Others still are trying to think of dueling distribution and sales strategies more holistically.

“The word ‘wholesale’ is an old word,” said Sciutto, who has been developing software for Sergio Rossi that aims to analyze distribution across all of the brand’s sales channels. Set to roll out for the spring ’22 season, the system will streamline logistics to focus on the ultimate end-goal of getting product to the consumer, regardless of what the point of sale is.

“The good part of being a family business is that you can be very fast in reacting and flexible,” said Casadei, who noted that the brand’s e-commerce has fully supplemented store closures due to lockdowns over the past year. “I am glad to have my daughter Arianna on my side. She is part of the digital generation, managing kick-off of our e-commerce years ago and she immediately reacted to the lockdown, implementing the omni-channel in order to have one main stock available to support the growing online requests. That helped a lot.”

A New Generation

The younger Casadei is part of a new crop of footwear powerhouses that are ultimately pushing made-in-Italy into its next chapter, the pandemic serving as the catalyst for modernization.
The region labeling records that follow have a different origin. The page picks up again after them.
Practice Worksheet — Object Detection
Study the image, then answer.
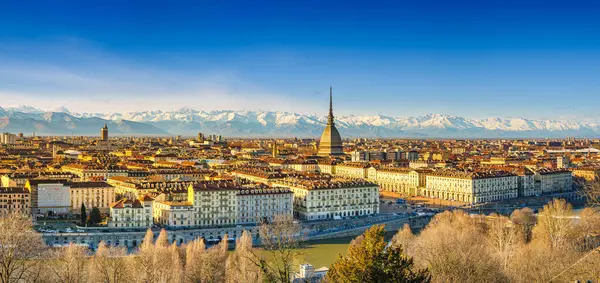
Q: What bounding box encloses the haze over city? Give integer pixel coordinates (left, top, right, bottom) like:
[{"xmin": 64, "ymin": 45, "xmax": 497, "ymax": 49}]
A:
[
  {"xmin": 0, "ymin": 0, "xmax": 600, "ymax": 283},
  {"xmin": 0, "ymin": 1, "xmax": 600, "ymax": 122}
]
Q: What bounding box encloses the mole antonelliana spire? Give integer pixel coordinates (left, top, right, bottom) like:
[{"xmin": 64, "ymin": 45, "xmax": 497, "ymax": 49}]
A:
[{"xmin": 317, "ymin": 86, "xmax": 344, "ymax": 156}]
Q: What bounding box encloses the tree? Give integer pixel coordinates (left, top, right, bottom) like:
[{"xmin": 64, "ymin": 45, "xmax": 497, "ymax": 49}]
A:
[
  {"xmin": 88, "ymin": 207, "xmax": 102, "ymax": 226},
  {"xmin": 510, "ymin": 207, "xmax": 537, "ymax": 243},
  {"xmin": 89, "ymin": 242, "xmax": 132, "ymax": 283},
  {"xmin": 577, "ymin": 207, "xmax": 600, "ymax": 250},
  {"xmin": 487, "ymin": 214, "xmax": 520, "ymax": 270},
  {"xmin": 0, "ymin": 212, "xmax": 45, "ymax": 283},
  {"xmin": 533, "ymin": 199, "xmax": 575, "ymax": 249},
  {"xmin": 184, "ymin": 238, "xmax": 206, "ymax": 282},
  {"xmin": 579, "ymin": 180, "xmax": 600, "ymax": 208},
  {"xmin": 226, "ymin": 231, "xmax": 262, "ymax": 283},
  {"xmin": 256, "ymin": 215, "xmax": 302, "ymax": 282},
  {"xmin": 80, "ymin": 202, "xmax": 87, "ymax": 225},
  {"xmin": 133, "ymin": 229, "xmax": 155, "ymax": 282},
  {"xmin": 409, "ymin": 210, "xmax": 508, "ymax": 282},
  {"xmin": 392, "ymin": 223, "xmax": 415, "ymax": 254},
  {"xmin": 48, "ymin": 243, "xmax": 87, "ymax": 283},
  {"xmin": 326, "ymin": 225, "xmax": 431, "ymax": 283}
]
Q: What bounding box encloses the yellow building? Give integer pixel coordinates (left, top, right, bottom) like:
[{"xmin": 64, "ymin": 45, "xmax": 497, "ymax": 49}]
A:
[
  {"xmin": 69, "ymin": 182, "xmax": 115, "ymax": 212},
  {"xmin": 0, "ymin": 187, "xmax": 31, "ymax": 215},
  {"xmin": 188, "ymin": 181, "xmax": 239, "ymax": 229},
  {"xmin": 273, "ymin": 178, "xmax": 379, "ymax": 220}
]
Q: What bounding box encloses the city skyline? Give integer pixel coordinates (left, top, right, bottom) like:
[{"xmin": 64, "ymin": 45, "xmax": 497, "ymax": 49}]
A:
[{"xmin": 0, "ymin": 1, "xmax": 600, "ymax": 122}]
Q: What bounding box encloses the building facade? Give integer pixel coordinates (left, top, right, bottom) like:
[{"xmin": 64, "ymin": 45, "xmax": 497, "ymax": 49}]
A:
[
  {"xmin": 69, "ymin": 182, "xmax": 115, "ymax": 212},
  {"xmin": 0, "ymin": 187, "xmax": 31, "ymax": 215},
  {"xmin": 237, "ymin": 186, "xmax": 294, "ymax": 224},
  {"xmin": 108, "ymin": 196, "xmax": 154, "ymax": 228},
  {"xmin": 273, "ymin": 178, "xmax": 379, "ymax": 220},
  {"xmin": 423, "ymin": 171, "xmax": 518, "ymax": 203}
]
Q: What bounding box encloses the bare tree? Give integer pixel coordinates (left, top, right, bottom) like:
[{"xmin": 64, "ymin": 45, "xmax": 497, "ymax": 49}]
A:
[
  {"xmin": 184, "ymin": 238, "xmax": 206, "ymax": 283},
  {"xmin": 48, "ymin": 243, "xmax": 88, "ymax": 283},
  {"xmin": 487, "ymin": 215, "xmax": 519, "ymax": 270},
  {"xmin": 510, "ymin": 207, "xmax": 537, "ymax": 243},
  {"xmin": 579, "ymin": 181, "xmax": 600, "ymax": 208},
  {"xmin": 202, "ymin": 235, "xmax": 229, "ymax": 282},
  {"xmin": 0, "ymin": 213, "xmax": 45, "ymax": 283},
  {"xmin": 259, "ymin": 215, "xmax": 303, "ymax": 282},
  {"xmin": 89, "ymin": 242, "xmax": 132, "ymax": 283},
  {"xmin": 533, "ymin": 199, "xmax": 575, "ymax": 249},
  {"xmin": 226, "ymin": 231, "xmax": 262, "ymax": 283},
  {"xmin": 153, "ymin": 229, "xmax": 172, "ymax": 282},
  {"xmin": 392, "ymin": 223, "xmax": 415, "ymax": 254},
  {"xmin": 130, "ymin": 229, "xmax": 155, "ymax": 283},
  {"xmin": 166, "ymin": 242, "xmax": 184, "ymax": 283},
  {"xmin": 412, "ymin": 210, "xmax": 507, "ymax": 282}
]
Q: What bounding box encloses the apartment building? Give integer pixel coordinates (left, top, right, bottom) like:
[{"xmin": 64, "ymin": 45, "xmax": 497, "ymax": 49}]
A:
[
  {"xmin": 423, "ymin": 171, "xmax": 518, "ymax": 203},
  {"xmin": 237, "ymin": 186, "xmax": 294, "ymax": 224},
  {"xmin": 0, "ymin": 187, "xmax": 31, "ymax": 215},
  {"xmin": 273, "ymin": 178, "xmax": 379, "ymax": 220},
  {"xmin": 69, "ymin": 182, "xmax": 115, "ymax": 212},
  {"xmin": 535, "ymin": 168, "xmax": 573, "ymax": 194},
  {"xmin": 187, "ymin": 181, "xmax": 239, "ymax": 229},
  {"xmin": 108, "ymin": 196, "xmax": 154, "ymax": 228}
]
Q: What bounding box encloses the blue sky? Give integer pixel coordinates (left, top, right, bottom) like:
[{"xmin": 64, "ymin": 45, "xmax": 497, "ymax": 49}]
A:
[{"xmin": 0, "ymin": 0, "xmax": 600, "ymax": 121}]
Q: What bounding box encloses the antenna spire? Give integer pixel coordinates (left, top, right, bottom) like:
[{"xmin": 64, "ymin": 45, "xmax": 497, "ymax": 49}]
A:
[{"xmin": 327, "ymin": 85, "xmax": 333, "ymax": 125}]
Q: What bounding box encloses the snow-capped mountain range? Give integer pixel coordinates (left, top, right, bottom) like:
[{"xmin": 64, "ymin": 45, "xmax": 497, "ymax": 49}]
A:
[{"xmin": 0, "ymin": 106, "xmax": 600, "ymax": 138}]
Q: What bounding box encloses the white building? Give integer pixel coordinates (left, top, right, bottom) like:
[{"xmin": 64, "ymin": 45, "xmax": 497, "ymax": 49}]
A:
[
  {"xmin": 273, "ymin": 178, "xmax": 379, "ymax": 220},
  {"xmin": 367, "ymin": 167, "xmax": 425, "ymax": 195},
  {"xmin": 335, "ymin": 162, "xmax": 370, "ymax": 179},
  {"xmin": 188, "ymin": 181, "xmax": 239, "ymax": 226},
  {"xmin": 0, "ymin": 133, "xmax": 17, "ymax": 144},
  {"xmin": 535, "ymin": 168, "xmax": 573, "ymax": 194},
  {"xmin": 237, "ymin": 186, "xmax": 294, "ymax": 224},
  {"xmin": 292, "ymin": 263, "xmax": 329, "ymax": 283},
  {"xmin": 108, "ymin": 196, "xmax": 154, "ymax": 228},
  {"xmin": 69, "ymin": 182, "xmax": 115, "ymax": 212},
  {"xmin": 423, "ymin": 171, "xmax": 518, "ymax": 203},
  {"xmin": 25, "ymin": 180, "xmax": 71, "ymax": 216},
  {"xmin": 152, "ymin": 197, "xmax": 194, "ymax": 227}
]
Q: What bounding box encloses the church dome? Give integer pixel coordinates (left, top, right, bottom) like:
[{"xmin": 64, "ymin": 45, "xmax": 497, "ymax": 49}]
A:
[{"xmin": 317, "ymin": 88, "xmax": 344, "ymax": 156}]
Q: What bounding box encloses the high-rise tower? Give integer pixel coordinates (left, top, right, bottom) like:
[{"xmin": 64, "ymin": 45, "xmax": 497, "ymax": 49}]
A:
[
  {"xmin": 317, "ymin": 87, "xmax": 344, "ymax": 156},
  {"xmin": 100, "ymin": 124, "xmax": 108, "ymax": 141}
]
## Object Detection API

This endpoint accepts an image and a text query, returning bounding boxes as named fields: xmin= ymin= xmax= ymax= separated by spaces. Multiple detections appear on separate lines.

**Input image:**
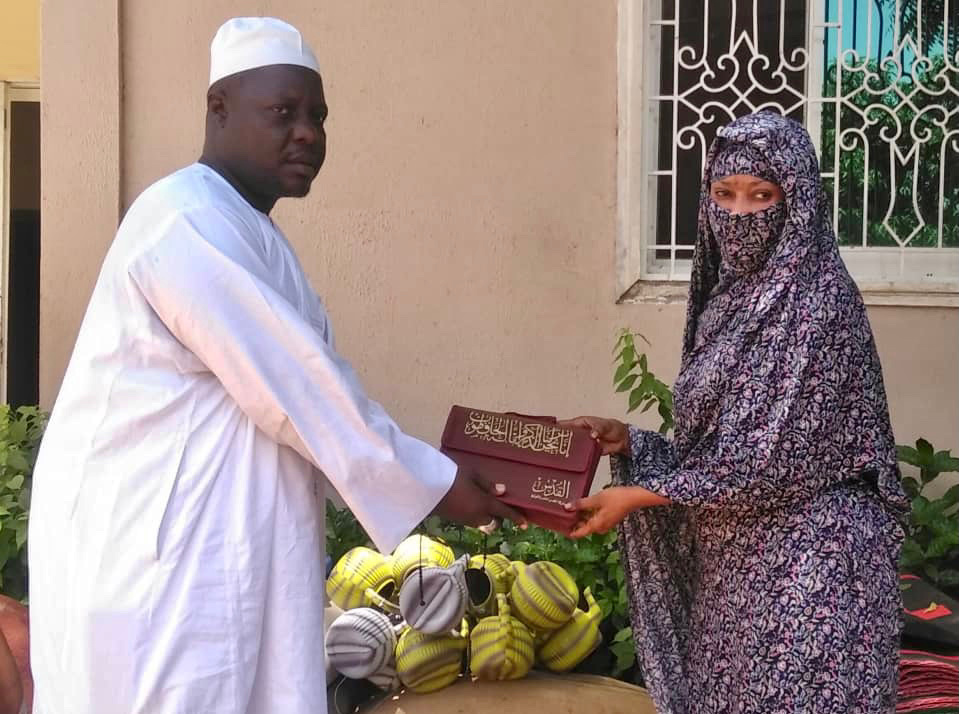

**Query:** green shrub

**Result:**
xmin=0 ymin=404 xmax=47 ymax=600
xmin=898 ymin=439 xmax=959 ymax=595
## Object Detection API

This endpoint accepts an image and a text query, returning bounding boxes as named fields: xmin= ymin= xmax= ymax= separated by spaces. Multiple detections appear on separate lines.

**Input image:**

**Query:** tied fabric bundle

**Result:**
xmin=896 ymin=650 xmax=959 ymax=714
xmin=327 ymin=535 xmax=602 ymax=694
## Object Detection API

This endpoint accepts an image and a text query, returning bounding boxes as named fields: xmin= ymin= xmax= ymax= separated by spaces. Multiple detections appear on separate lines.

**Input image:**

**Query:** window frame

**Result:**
xmin=615 ymin=0 xmax=959 ymax=307
xmin=0 ymin=80 xmax=41 ymax=404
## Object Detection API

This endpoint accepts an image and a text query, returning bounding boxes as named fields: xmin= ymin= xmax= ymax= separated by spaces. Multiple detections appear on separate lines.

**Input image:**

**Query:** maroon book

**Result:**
xmin=441 ymin=406 xmax=602 ymax=534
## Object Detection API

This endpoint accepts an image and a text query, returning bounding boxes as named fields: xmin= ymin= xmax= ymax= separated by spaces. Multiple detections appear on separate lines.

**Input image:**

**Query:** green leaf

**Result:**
xmin=613 ymin=627 xmax=633 ymax=642
xmin=613 ymin=362 xmax=636 ymax=384
xmin=932 ymin=451 xmax=959 ymax=473
xmin=616 ymin=374 xmax=639 ymax=393
xmin=7 ymin=450 xmax=30 ymax=473
xmin=938 ymin=568 xmax=959 ymax=587
xmin=926 ymin=533 xmax=959 ymax=560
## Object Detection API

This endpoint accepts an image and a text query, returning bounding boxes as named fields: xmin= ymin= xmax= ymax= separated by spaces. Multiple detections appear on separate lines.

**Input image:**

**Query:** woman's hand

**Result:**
xmin=559 ymin=417 xmax=629 ymax=456
xmin=566 ymin=486 xmax=670 ymax=538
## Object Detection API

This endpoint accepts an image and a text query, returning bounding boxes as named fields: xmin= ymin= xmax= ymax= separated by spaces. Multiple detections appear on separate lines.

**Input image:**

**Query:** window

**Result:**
xmin=618 ymin=0 xmax=959 ymax=305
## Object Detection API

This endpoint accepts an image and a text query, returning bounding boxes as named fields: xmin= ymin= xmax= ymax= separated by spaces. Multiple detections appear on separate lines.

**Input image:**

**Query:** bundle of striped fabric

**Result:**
xmin=896 ymin=650 xmax=959 ymax=714
xmin=326 ymin=535 xmax=602 ymax=693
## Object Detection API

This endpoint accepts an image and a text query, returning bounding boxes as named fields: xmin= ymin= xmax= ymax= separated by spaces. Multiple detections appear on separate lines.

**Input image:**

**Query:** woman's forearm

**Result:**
xmin=626 ymin=486 xmax=672 ymax=511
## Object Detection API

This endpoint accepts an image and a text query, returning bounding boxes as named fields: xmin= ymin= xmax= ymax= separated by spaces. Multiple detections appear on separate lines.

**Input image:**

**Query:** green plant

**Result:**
xmin=613 ymin=329 xmax=673 ymax=434
xmin=326 ymin=330 xmax=673 ymax=682
xmin=326 ymin=499 xmax=370 ymax=563
xmin=0 ymin=404 xmax=47 ymax=600
xmin=897 ymin=439 xmax=959 ymax=594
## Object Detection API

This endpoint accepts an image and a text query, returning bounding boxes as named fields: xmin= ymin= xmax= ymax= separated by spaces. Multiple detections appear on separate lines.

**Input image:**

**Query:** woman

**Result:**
xmin=567 ymin=113 xmax=907 ymax=714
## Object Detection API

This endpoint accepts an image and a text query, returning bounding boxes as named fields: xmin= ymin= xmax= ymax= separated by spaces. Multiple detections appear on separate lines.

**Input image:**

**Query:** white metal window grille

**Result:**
xmin=619 ymin=0 xmax=959 ymax=294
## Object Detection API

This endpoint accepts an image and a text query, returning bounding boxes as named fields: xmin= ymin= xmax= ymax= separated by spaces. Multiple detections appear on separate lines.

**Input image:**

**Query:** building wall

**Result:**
xmin=41 ymin=0 xmax=959 ymax=490
xmin=0 ymin=0 xmax=40 ymax=82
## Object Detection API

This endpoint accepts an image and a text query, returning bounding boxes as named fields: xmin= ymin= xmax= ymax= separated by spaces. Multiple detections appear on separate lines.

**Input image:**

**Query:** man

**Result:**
xmin=30 ymin=18 xmax=521 ymax=714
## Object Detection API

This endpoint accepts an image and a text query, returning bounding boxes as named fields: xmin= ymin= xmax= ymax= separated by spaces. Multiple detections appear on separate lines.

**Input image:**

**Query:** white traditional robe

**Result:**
xmin=29 ymin=164 xmax=455 ymax=714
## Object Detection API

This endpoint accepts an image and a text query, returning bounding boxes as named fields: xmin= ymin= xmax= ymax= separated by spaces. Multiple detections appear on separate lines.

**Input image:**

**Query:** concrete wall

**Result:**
xmin=0 ymin=0 xmax=40 ymax=82
xmin=41 ymin=0 xmax=959 ymax=484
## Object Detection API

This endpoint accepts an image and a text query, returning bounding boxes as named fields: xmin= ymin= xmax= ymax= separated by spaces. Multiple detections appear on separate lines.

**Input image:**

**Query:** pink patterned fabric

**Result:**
xmin=613 ymin=113 xmax=907 ymax=714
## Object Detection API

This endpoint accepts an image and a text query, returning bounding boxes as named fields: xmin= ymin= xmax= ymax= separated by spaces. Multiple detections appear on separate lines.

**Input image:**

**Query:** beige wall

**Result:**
xmin=41 ymin=0 xmax=959 ymax=482
xmin=0 ymin=0 xmax=40 ymax=81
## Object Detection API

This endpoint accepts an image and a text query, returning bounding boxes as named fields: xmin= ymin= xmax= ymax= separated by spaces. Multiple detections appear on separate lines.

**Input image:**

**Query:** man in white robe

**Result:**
xmin=29 ymin=18 xmax=521 ymax=714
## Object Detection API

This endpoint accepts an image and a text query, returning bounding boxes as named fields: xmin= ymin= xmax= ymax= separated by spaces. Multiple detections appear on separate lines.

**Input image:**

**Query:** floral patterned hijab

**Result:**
xmin=644 ymin=112 xmax=907 ymax=514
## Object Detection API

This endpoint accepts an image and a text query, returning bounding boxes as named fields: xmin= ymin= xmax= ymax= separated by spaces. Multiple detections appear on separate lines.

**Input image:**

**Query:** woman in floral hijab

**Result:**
xmin=568 ymin=113 xmax=907 ymax=714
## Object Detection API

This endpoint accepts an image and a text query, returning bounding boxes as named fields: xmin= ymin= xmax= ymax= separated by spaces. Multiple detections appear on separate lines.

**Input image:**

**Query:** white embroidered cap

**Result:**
xmin=210 ymin=17 xmax=320 ymax=85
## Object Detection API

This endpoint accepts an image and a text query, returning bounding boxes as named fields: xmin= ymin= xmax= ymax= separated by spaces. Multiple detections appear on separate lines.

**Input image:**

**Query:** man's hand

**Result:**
xmin=434 ymin=469 xmax=526 ymax=528
xmin=559 ymin=417 xmax=629 ymax=456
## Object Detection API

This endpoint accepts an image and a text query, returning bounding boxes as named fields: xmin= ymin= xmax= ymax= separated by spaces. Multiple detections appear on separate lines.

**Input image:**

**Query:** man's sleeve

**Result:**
xmin=129 ymin=206 xmax=456 ymax=552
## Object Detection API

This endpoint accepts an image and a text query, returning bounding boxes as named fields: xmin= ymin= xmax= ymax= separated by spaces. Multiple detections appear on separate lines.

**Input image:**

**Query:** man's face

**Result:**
xmin=218 ymin=65 xmax=328 ymax=205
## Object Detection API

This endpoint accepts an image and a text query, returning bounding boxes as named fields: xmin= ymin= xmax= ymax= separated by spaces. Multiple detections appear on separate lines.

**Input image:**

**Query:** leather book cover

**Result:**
xmin=441 ymin=405 xmax=602 ymax=534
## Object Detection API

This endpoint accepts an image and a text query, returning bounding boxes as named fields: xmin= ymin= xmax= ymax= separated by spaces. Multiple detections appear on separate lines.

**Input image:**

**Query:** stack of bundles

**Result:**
xmin=326 ymin=535 xmax=601 ymax=693
xmin=896 ymin=574 xmax=959 ymax=714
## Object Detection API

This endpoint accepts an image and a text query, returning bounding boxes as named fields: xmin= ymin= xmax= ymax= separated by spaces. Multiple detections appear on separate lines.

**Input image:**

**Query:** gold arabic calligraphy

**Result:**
xmin=530 ymin=478 xmax=569 ymax=504
xmin=465 ymin=412 xmax=573 ymax=458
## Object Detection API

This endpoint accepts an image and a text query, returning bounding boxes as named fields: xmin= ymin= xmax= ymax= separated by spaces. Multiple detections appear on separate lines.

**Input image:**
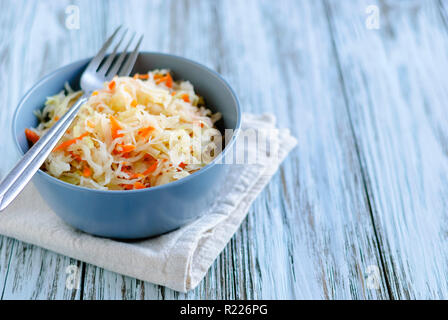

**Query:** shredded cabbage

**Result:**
xmin=27 ymin=70 xmax=222 ymax=190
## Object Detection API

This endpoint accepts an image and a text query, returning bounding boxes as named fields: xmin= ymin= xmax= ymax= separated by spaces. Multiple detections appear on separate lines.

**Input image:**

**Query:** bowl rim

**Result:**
xmin=11 ymin=51 xmax=242 ymax=195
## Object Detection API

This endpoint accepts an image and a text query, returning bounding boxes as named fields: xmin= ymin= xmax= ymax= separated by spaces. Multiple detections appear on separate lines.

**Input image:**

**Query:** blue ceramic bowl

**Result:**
xmin=12 ymin=52 xmax=241 ymax=239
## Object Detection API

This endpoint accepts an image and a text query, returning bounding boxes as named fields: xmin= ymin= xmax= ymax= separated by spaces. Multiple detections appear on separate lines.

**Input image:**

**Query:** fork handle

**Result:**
xmin=0 ymin=94 xmax=87 ymax=211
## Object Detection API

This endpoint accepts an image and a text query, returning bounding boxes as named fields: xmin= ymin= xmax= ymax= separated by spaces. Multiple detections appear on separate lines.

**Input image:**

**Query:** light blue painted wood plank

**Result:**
xmin=0 ymin=1 xmax=86 ymax=299
xmin=328 ymin=1 xmax=448 ymax=299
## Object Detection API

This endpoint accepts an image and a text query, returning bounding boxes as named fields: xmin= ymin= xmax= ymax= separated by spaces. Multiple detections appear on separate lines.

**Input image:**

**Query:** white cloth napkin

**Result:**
xmin=0 ymin=114 xmax=297 ymax=292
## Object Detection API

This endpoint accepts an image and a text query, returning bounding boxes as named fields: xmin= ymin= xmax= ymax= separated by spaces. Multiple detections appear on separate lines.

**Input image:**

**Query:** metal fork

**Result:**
xmin=0 ymin=26 xmax=143 ymax=211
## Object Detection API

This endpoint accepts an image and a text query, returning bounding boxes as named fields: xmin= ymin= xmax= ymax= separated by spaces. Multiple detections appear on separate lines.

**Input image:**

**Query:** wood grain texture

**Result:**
xmin=0 ymin=0 xmax=448 ymax=299
xmin=328 ymin=1 xmax=448 ymax=299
“It’s a very traditional industry. Most of the factories and most of the people who work in the industry belong to a different generation,” said Beretta, who noted he will focus on recycled materials, inclusion messaging and charity projects for the next season . “This industry needs to become more modern and contemporary, and I don’t know exactly how that will happen. At the same time I think that the traditionally aspects of the footwear industry are what makes it so fascinating.”

“Understanding what’s next, how our habits and lifestyle will react once ‘the new normal’ begins (is the challenge),” said Mariasole Cecchi of Les Petits Joueurs. “Fashion and design will have to evolve accordingly and we must be ready.”